Turns out I was never releasing the memory (as other people told me), but Visual Leak Detector just showed me where this memory was allocated and not where the leak happened.

Upvotes: 0

rocambille
rocambille

Reputation: 15996

From your original code:

EnemyType** enemyTypes{ new EnemyType*[number_of_lines] };

for (int i = 0; i < number_of_lines; i++)
{
    enemyTypes[i] = new EnemyType();
}

When you allocate memory in C++ using new, you have to deallocate it using delete (or delete[] when you allocated an array, like your enemyTypes).

We see only part of your code, but I guess you're not doing any deallocation when you don't need the memory anymore.

By the way, you should just avoid allocating memory, or allocate it through managed pointers:

#include <vector>
#include <memory>

// ...

std::vector<std::unique_ptr<EnemyType>> enemy_types(number_of_lines);

for (auto& enemy_type : enemy_types)
{
    enemy_type = std::make_unique<EnemyType>();
}

Depending on how you use your data, you can even avoid pointers:

std::vector<EnemyType> enemy_types(number_of_lines);

Upvotes: 2

Peter
Peter

Reputation: 36637

Operator new dynamically allocates memory.
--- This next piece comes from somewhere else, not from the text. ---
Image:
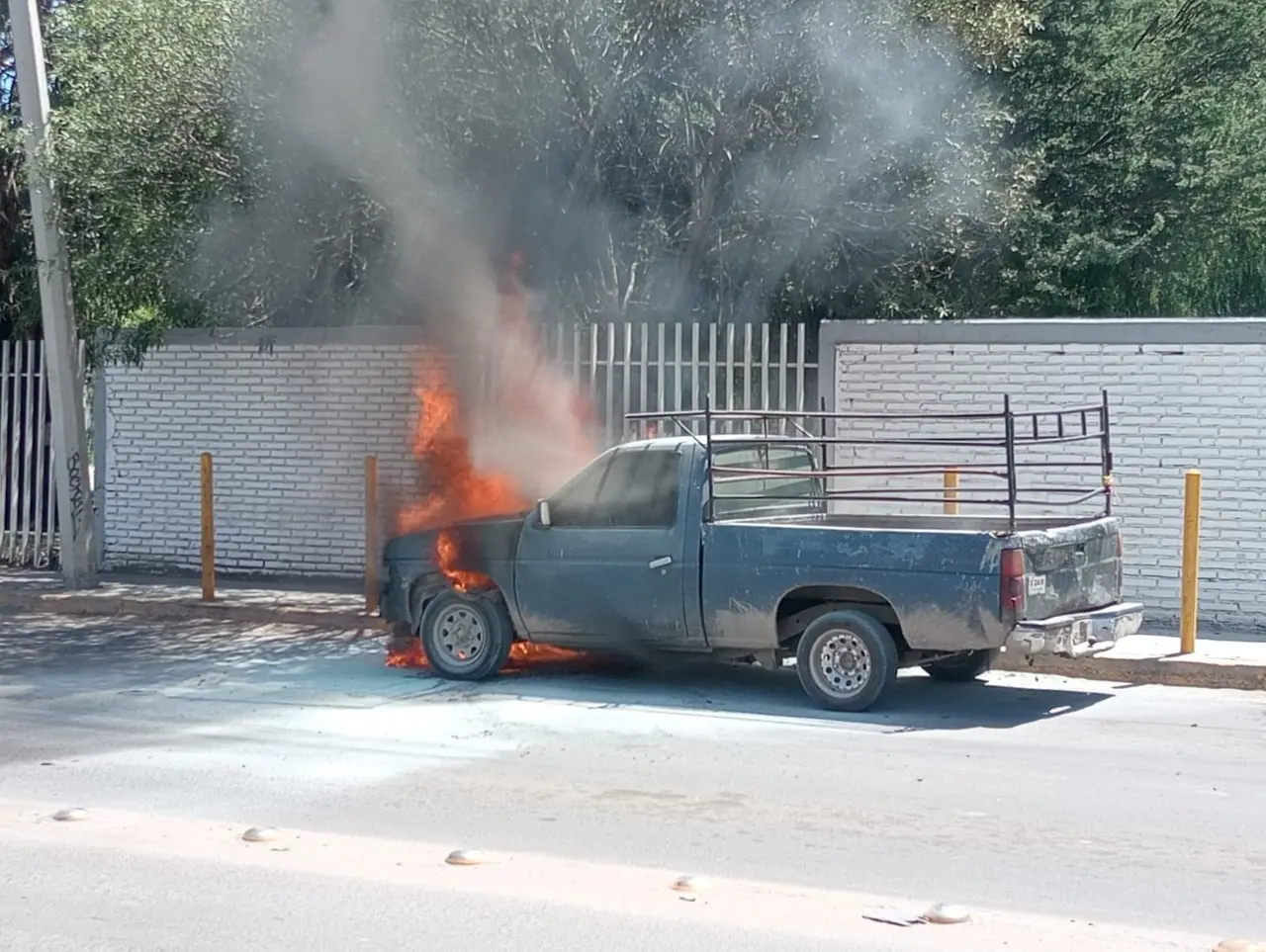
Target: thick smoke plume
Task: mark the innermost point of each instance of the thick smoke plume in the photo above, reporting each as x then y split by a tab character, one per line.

Some code, eventually, needs to release that memory using the corresponding operator delete. If your code does not do that, the memory is never released. That becomes a leak if your program loses track (e.g. the pointer used to hold the result of the new ceases to exist).
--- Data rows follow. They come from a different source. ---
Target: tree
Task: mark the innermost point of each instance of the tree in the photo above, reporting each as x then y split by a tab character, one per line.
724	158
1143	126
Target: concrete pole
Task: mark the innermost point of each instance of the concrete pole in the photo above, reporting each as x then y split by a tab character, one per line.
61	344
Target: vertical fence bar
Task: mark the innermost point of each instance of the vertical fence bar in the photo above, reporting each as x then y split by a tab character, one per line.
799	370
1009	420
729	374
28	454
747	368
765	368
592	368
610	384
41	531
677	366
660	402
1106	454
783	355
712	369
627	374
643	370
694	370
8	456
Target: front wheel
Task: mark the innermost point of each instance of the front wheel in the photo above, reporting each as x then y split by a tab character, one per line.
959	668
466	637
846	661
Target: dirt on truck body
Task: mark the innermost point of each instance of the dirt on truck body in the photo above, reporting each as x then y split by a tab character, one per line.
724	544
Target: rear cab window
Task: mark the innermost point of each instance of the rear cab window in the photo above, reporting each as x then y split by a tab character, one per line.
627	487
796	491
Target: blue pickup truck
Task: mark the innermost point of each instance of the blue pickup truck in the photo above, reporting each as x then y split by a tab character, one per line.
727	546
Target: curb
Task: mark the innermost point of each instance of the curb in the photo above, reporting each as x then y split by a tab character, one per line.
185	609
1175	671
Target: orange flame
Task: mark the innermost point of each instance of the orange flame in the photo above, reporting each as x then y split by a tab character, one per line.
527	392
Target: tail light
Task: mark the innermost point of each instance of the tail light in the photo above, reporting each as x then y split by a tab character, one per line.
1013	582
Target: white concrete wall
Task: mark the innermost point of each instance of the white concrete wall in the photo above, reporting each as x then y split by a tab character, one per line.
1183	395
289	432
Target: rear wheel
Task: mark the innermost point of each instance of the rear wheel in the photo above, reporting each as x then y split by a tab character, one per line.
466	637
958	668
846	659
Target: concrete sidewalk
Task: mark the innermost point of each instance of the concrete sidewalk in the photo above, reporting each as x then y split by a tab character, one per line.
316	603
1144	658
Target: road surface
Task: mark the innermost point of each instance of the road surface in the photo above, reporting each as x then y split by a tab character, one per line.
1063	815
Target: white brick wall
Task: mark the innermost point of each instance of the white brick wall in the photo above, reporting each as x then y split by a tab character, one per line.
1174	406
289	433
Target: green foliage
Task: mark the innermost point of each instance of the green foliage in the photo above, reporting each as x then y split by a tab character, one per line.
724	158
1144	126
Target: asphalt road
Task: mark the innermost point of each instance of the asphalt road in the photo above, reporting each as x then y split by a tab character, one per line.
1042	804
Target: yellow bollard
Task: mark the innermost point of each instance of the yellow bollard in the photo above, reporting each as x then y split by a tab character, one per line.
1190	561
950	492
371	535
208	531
A slightly modified version of your code

int func()
{
    EnemyType** enemyTypes{ new EnemyType*[number_of_lines] };

    for (int i = 0; i < number_of_lines; i++)
    {
         enemyTypes[i] = new EnemyType();
    }
}

The pointer enemyTypes ceases to exist (since it passes out of scope) as the function returns. A consequence is that the memory created with the first usage of operator new is never released AND no pointer exists which points to it. Since that memory cannot be accessed, the results of operator new in the loop also cannot be accessed (since the only place those results are stored is in the dynamically allocated array identified by enemyTypes).

All that memory is therefore leaked at that point (the dynamically allocated memory cannot be recovered by your program, unless you use some technique outside the bounds of standard C++). Various memory checkers - if you use them - will report a leak accordingly .... either at the point where the function returns, or when the program terminates.

Upvotes: 1

Dali
Dali

Reputation: 344

When using the operator new, verify that you delete each object that you created.

A good alternative could be using smart pointers from STL or boost library. They will delete automatically your object when it became unused, thus avoiding memory leaks.